To bypass the check against the minus character, we use a simple integer
overflow on the atoi
function.
And instead of trying to find the exact position of the flag, we start from
-1
downwards until we obtain the SHA-256 hash of the }
character (the last
char of the flag).
Creating the input:
# pre.py
for i in xrange(0x100000000, 0x100000000 - 1337, -1):
print 'h:{}'.format(i)
Filtering / bruteforcing the output:
# post.py
from hashlib import sha256
flag = '}' # avoid false-positives
while True:
print flag
h = raw_input().strip().lower()
for c in map(chr, xrange(128)):
if sha256(c + flag).hexdigest() == h:
flag = c + flag
break
Chaining the pre and post processings with some bash-fu:
$ ./pre.py | nc ... | egrep -o '[0-9A-F]{64}' | ./post.py
--<snip>--
18{4t_l3457_17_w45_n0t_crypt0}
H18{4t_l3457_17_w45_n0t_crypt0}
GH18{4t_l3457_17_w45_n0t_crypt0}
For a challenge in the re-crypto category, I must say that there was not much crypto in it, by I can be missing something (also: see flag value).

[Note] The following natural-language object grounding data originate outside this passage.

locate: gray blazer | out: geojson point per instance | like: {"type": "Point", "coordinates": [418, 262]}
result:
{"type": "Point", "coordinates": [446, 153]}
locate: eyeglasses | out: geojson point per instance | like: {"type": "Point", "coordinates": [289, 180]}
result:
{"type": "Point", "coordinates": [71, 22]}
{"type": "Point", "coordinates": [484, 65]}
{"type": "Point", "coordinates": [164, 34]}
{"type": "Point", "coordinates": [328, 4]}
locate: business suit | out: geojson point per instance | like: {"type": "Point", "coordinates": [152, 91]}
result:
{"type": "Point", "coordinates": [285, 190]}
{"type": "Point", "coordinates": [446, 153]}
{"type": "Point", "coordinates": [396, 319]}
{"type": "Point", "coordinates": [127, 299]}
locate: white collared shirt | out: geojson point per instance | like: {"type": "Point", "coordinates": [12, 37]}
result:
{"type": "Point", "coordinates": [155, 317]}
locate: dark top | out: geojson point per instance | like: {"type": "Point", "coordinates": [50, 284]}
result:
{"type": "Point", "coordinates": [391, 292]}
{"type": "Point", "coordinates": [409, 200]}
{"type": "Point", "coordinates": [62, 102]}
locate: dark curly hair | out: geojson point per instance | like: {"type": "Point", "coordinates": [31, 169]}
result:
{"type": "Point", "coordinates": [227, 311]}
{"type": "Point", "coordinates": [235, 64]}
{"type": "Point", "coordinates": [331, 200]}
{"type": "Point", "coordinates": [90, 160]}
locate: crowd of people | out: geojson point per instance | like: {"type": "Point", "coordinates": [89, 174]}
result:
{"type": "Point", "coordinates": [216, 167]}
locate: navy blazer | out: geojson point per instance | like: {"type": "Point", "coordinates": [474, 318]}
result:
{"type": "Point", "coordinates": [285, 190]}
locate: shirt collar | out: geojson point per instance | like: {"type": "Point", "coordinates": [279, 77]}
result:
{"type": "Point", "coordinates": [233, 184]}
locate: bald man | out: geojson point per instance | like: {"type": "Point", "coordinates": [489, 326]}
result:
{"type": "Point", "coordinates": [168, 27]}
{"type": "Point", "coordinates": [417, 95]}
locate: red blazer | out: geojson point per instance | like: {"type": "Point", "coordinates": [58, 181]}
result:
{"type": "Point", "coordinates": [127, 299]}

Note: when submitting this flag, the organisers asked me if I feel like it was worth 400 points, and indeed it was quite easy for a 400 points flag. Especially comparing it to the previous challenge which was worth 300 points…
Conclusion
It was a real pleasure to be able to attend the GreHack, and thanks to my teamates we were able to get the sweet victory with the first place!
As I'm writing these words on the train back home after a all-nighter, I must say that I am still quite happy about that!